Top Russian officials have been building a defensive narrative of recent tensions with Ukraine, framing Moscow's deployment of up to 100,000 troops and threats of invasion as a necessary bulwark against perceived Western encroachment.
Russia's First Deputy Permanent Representative to the UN, Dmitry Polyansky, claimed on Wednesday that Moscow and its ally Minsk are grappling with regional turbulence.
"In fact, Russia and Belarus are being encircled by some kind of instability ring from the west and from the south," Polyansky said, according to the state-owned Tass news agency.
"This situation directly threatens our stability and security and therefore and should be taken quite seriously into account by Security Council Member States while implementing its mandate in accordance with UN Charter," he said.
Russian officials have previously accused Western rivals of creating a ring of unrest around Russia. In July, for example, Foreign Minister Sergei Lavrov said the U.S. and its NATO allies were behind political unrest in Ukraine, Belarus, and elsewhere.
"They are attempting to build a belt of instability around us, forcing our nearest neighbors and our fraternal populations to make a choice—either you're with the West or you're with the Russian Federation," Lavrov said.
"They want to absorb the territories around our country through various means—both military and economic ones—and surround us with a buffer zone, additionally profiting from the fact that the West will have a decisive influence on the development of our neighboring countries."
NATO has long loomed as an existential threat in the Russian psyche. Created to contain the Soviet Union during the Cold War, the alliance has expanded eastwards since the Berlin Wall fell. Russia is bordered by five NATO states—Norway, Latvia, Lithuania, Estonia, and Poland.
Ukraine and Georgia—both invaded by Russia in the last 15 years—are among those trying to join the alliance. Though largely spurred to do so by Russian aggression, Moscow has framed their ambitions as evidence of NATO's plan to surround and smother Russia.

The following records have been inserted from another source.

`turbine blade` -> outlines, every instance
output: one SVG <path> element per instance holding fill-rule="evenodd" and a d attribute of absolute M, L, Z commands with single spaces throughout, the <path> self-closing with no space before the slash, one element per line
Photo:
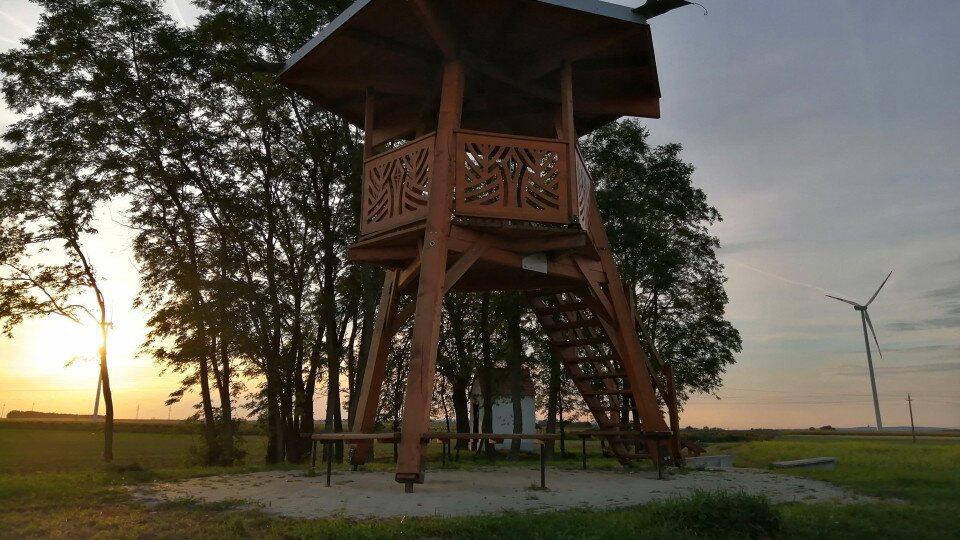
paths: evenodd
<path fill-rule="evenodd" d="M 827 295 L 827 298 L 833 298 L 834 300 L 839 300 L 839 301 L 841 301 L 841 302 L 846 302 L 846 303 L 850 304 L 851 306 L 859 306 L 859 305 L 860 305 L 860 304 L 858 304 L 858 303 L 856 303 L 856 302 L 854 302 L 854 301 L 852 301 L 852 300 L 844 300 L 843 298 L 840 298 L 839 296 L 830 296 L 830 295 L 828 294 L 828 295 Z"/>
<path fill-rule="evenodd" d="M 870 327 L 870 333 L 873 334 L 873 342 L 877 344 L 877 352 L 880 353 L 880 358 L 883 358 L 883 351 L 880 350 L 880 340 L 877 339 L 877 331 L 873 329 L 873 321 L 870 320 L 870 314 L 864 310 L 863 315 L 867 318 L 867 326 Z"/>
<path fill-rule="evenodd" d="M 877 292 L 873 293 L 873 296 L 870 297 L 870 300 L 867 300 L 867 303 L 866 303 L 866 305 L 864 305 L 864 307 L 869 306 L 870 303 L 873 302 L 874 298 L 876 298 L 877 295 L 880 294 L 880 289 L 882 289 L 883 286 L 887 284 L 887 280 L 889 280 L 889 279 L 890 279 L 890 276 L 892 276 L 892 275 L 893 275 L 893 270 L 891 270 L 890 273 L 887 274 L 887 279 L 883 280 L 883 283 L 880 284 L 880 288 L 877 289 Z"/>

Russian troops, armor and artillery remain deployed along the Ukraine border, despite weeks of de-escalation efforts by U.S., European Union and NATO leaders.
President Vladimir Putin has demanded guarantees that Ukraine will not be allowed to join NATO, a proposal rebuffed in Kyiv, Brussels and Washington, D.C.
The strongman has threatened military action if he is not given adequate security guarantees.
"In case of continuation of the rather aggressive line of our Western colleagues, we will respond with adequate military-technical measures, will react harshly to the unfriendly steps," Putin said this week.
Other Russian officials and allies are also ramping up aggressive rhetoric amid the crisis. This week, Defense Minister Sergey Shoigu claimed that American mercenaries are preparing a provocation—perhaps with chemical weapons—in Ukraine's Donbas region, close to the front line where fighting continues between Kyiv's forces and Russian-aligned separatists.